I have become a walking, talking advertisement for obsolescence.  I still keep a stash of maps in the car “just in case.”  When I arrive at home, I run to “check the answering machine.” There has been no machine connected to my telephone for almost twenty years—just  some electronic function on the line that store my calls seamlessly.  My kids chuckle when I say I need to “dial” someone’s phone number.  I had to show them a phone with a dial in an antique store just so they wouldn’t think I was misusing the English language.  Today, you just “call” and someone answers.

A few years ago, my husband and I began collecting and restoring old mechanical typewriters.  Besides the midcentury chic of their industrial design, these machines convey a special sort of nostalgia.  Not so many years ago, touch typing was a true skill.  I was able to make a great living during my college days because I could type around 38 words per minute.  If you sit down at one of those relics today this seems like quite a feat.  When I typed papers for school, I had to push each key about two inches to cause the associated typebar to strike the platen.  In those days, accuracy was paramount, as corrections were clumsy and frowned upon.  This was especially true if you were making carbon copies, another obsolete concept.  I laugh every time I “cc:” someone on an email today.  My kids were surprised to discover that this abbreviation for “carbon copy” was also a vestige of a bygone era.  Today, there is no typing class in the public school curriculum, but instead of music class, all first graders learn “keyboarding.”

Just how many nouns have we turned into new-fangled verbs?  We “text” our messages, “Google” our colleagues, “friend” our acquaintances, and “tweet” our opinions.   We also “bookmark” our favorite websites, yet we no longer have books.  In addition, we have stopped changing our minds or reinventing ourselves; now, we become “version 2.0.”  Most disturbing, we live in a world where brainfarts are good and cookies are bad.

Today, as I was running back-to-college errands with my daughter (the summer was over so fast!), shaking my head at the vacant Tower Records and Blockbuster Video stores, my purse fell from the seat and dumped out half its contents.  Here, I realized sadly, was yet another of symbol of times-gone-by biting the dust.  For there on my “keychain” was not a single key—just an electronic fob (used to sense my proximity to the car) as well as nearly two dozen laminated, bar-coded membership cards.  These cards are used to track my consumer behaviors at supermarkets, drugstores, mall retail stores, and restaurants chains.  In most cases retailers hold me hostage, demanding that I “check in” with my card in exchange for fair market prices.  Other cards have the ability to reveal how often I visit the gym or the library.  

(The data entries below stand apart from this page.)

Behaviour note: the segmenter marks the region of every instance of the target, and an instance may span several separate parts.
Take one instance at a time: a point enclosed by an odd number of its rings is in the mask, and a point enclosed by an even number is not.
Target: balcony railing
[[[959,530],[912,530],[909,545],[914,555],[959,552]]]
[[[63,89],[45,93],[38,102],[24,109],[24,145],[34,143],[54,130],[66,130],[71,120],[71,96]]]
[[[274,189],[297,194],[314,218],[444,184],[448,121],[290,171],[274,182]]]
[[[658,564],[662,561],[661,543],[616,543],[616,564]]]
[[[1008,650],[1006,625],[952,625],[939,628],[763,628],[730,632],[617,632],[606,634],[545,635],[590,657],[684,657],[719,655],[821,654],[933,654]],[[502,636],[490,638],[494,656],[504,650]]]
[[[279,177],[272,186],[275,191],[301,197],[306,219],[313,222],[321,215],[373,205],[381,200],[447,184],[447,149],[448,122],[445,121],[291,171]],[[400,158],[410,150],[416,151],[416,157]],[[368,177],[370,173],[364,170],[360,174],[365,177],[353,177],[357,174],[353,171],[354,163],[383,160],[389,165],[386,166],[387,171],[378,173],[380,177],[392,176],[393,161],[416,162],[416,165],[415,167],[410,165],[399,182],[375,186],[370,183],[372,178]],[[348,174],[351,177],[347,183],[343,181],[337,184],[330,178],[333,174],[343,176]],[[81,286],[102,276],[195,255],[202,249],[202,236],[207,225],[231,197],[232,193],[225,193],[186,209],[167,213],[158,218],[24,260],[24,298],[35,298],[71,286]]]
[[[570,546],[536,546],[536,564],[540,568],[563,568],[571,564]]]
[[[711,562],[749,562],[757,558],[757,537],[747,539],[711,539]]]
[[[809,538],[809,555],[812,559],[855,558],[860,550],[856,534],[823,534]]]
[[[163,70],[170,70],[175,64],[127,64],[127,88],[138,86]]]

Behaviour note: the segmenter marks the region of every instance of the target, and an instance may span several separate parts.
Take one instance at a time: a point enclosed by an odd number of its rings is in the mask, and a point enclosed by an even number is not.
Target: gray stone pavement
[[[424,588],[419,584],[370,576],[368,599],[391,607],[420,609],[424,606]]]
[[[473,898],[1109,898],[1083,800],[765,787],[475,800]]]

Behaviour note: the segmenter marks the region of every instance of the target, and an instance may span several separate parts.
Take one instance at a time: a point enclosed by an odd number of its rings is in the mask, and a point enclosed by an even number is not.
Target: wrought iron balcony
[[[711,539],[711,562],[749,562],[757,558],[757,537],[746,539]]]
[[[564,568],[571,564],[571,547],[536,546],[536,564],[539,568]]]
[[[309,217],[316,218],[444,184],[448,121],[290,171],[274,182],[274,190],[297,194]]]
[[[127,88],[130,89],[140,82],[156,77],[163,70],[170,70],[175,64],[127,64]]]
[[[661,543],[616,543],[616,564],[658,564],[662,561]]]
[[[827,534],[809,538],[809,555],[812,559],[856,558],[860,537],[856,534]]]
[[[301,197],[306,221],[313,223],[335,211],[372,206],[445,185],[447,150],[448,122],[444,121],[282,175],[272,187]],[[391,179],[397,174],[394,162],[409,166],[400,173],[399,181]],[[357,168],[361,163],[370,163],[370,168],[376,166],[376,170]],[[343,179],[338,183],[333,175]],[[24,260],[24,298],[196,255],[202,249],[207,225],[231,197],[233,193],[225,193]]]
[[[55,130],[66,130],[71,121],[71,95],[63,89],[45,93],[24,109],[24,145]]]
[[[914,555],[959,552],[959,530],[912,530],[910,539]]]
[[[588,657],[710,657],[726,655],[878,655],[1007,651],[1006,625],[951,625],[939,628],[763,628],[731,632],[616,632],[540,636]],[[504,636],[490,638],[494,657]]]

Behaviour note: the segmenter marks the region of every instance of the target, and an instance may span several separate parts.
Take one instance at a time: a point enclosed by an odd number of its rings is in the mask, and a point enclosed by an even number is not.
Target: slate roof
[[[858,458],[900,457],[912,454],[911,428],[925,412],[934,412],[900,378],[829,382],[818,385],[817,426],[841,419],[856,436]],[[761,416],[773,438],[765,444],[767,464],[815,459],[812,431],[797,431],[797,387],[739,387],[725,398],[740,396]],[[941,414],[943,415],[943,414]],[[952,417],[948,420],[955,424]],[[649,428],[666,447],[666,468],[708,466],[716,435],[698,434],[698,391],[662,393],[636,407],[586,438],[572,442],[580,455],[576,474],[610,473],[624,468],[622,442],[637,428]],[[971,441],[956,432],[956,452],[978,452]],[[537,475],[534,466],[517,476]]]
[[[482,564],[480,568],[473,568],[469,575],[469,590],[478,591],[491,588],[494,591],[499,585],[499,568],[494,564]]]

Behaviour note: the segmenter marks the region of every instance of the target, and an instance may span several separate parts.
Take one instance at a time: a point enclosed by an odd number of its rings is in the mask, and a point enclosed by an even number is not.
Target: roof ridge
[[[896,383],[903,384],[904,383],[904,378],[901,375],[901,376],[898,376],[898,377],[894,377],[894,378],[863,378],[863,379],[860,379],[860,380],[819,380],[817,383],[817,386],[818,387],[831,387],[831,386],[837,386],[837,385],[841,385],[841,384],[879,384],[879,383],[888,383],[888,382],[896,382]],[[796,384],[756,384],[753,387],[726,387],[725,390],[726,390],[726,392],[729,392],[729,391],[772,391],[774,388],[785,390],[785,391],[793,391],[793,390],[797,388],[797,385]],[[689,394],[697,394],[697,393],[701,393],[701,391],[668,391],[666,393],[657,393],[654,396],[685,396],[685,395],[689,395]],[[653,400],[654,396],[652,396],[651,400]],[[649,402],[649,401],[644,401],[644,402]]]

As consumers, we have our heads in the clouds while the threatening “cloud” becomes more and more ominous.  We are sitting prey to the electronic consumer industrial complex, powerless to protect our privacy or our money from those who would have us part company.  I continue to tiptoe through the world, ever the skeptic and late adopter, while everything and everyone around me travels at warp speed and transforms before my eyes.  There is one upside: I no longer fear losing my keys, as I have none.  To that, the big bad wolf says, “All the better to sell to you, my dear.”